Housing and Urban Development Secretary Shaun Donovan told a House committee Wednesday that the administration wants borrowers to have a stronger equity position on their loans. One possibility would be raising the current 3.5 percent downpayment requirement. Proposed legislation in Congress would raise the downpayment required to 5 percent.
Donovan also wants to reduce seller inducements, such as offers to pay closing costs, to no more than 3 percent of the purchase price.
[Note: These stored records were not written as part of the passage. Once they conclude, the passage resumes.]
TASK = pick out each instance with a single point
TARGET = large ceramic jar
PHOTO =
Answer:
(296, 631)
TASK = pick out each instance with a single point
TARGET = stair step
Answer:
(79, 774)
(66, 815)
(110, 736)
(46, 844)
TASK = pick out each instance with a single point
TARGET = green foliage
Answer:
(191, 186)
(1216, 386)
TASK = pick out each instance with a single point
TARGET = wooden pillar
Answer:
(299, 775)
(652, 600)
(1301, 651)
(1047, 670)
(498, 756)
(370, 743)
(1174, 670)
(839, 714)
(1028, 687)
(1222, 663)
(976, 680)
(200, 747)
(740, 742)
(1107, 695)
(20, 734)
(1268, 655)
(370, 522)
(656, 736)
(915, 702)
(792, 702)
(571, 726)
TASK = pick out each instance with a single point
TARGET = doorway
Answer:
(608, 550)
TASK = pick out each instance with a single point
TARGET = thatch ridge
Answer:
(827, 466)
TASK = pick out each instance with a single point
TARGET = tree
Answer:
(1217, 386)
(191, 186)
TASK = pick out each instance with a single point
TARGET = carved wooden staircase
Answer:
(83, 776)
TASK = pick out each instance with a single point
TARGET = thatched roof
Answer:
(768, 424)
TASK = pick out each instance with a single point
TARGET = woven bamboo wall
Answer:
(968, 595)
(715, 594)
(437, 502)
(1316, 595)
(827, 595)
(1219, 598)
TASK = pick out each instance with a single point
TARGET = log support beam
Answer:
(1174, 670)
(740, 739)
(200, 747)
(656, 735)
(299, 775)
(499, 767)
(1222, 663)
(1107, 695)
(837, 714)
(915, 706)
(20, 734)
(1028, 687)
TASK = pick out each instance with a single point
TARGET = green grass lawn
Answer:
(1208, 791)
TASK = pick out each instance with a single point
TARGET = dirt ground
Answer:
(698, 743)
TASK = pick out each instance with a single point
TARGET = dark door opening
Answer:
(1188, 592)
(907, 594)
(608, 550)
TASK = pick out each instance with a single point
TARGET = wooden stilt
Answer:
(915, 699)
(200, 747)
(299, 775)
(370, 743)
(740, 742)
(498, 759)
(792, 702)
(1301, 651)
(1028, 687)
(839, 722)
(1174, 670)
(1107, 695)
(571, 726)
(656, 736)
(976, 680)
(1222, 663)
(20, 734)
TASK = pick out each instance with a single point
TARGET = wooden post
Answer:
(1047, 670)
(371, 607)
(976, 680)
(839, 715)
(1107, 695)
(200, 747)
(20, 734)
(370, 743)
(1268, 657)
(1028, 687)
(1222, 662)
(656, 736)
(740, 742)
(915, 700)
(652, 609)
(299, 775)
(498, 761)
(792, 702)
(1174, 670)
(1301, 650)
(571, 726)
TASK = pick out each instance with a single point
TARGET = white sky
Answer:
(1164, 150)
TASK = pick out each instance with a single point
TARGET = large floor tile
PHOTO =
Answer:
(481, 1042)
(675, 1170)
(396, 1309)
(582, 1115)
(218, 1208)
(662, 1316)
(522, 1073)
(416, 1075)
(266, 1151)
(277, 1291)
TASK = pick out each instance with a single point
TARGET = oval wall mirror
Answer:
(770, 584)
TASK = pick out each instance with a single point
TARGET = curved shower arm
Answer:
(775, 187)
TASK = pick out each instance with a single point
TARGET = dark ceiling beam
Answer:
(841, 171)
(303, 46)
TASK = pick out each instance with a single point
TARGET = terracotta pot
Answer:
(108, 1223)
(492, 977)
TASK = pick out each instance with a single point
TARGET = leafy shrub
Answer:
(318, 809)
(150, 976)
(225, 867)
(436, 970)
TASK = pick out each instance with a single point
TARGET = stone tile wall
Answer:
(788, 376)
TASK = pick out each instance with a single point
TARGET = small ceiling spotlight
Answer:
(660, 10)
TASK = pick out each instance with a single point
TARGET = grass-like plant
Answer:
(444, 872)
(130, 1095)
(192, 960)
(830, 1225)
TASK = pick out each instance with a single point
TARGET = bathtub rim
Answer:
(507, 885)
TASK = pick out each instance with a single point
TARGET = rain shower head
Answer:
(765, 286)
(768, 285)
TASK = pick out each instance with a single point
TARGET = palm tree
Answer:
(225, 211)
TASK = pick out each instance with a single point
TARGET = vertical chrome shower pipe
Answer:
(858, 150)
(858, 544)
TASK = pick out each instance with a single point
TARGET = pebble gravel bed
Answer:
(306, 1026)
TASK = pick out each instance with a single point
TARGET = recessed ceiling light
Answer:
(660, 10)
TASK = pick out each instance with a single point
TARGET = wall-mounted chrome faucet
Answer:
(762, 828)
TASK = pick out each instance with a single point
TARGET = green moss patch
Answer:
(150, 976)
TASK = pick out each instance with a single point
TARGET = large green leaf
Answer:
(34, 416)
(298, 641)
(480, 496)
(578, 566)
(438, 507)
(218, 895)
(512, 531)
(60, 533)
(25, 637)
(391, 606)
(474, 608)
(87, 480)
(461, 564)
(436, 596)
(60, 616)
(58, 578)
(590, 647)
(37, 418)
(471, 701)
Donovan said the current 6 percent level creates incentives to inflate the appraised value of property.
The steps aim to get homeowners more invested in their property and therefore less likely to default on loans or, in Donovan's words, to make sure FHA borrowers have more "skin in the game."
While those measures are designed to better protect the FHA, it also would reduce the number of homebuyers and thus affect the economic recovery.
The agency offers insurance against default, but FHA losses have increased with the unemployment rate as more homeowners default.
"The loans FHA insures must be safe and self-sustaining for the taxpayer over the long-term," Donovan said. "With these reforms and others we will be considering, the administration is committed to ensuring that they are today -- and into the future."
Donovan is also asking Congress for authority to raise insurance premiums to build up the FHA's insurance fund as a hedge against economic uncertainty.
FHA's reserves have fallen to $3.6 billion, compared with $685 billion in outstanding insured loans for the fiscal year ended Sept. 30. That 0.53 percent ratio is far below the 2 percent threshold required by Congress.
"While its secondary reserve account has been depleted too quickly, FHA is not 'the next subprime' as some have suggested," Donovan said. He said delinquencies among borrowers with subprime loans are 240 percent higher than FHA's and that FHA relied only on traditional, 30-year fixed-rate mortgages.
He said the administration also plans to make sure lenders assume responsibility for any losses from loans that did not apply FHA underwriting standards.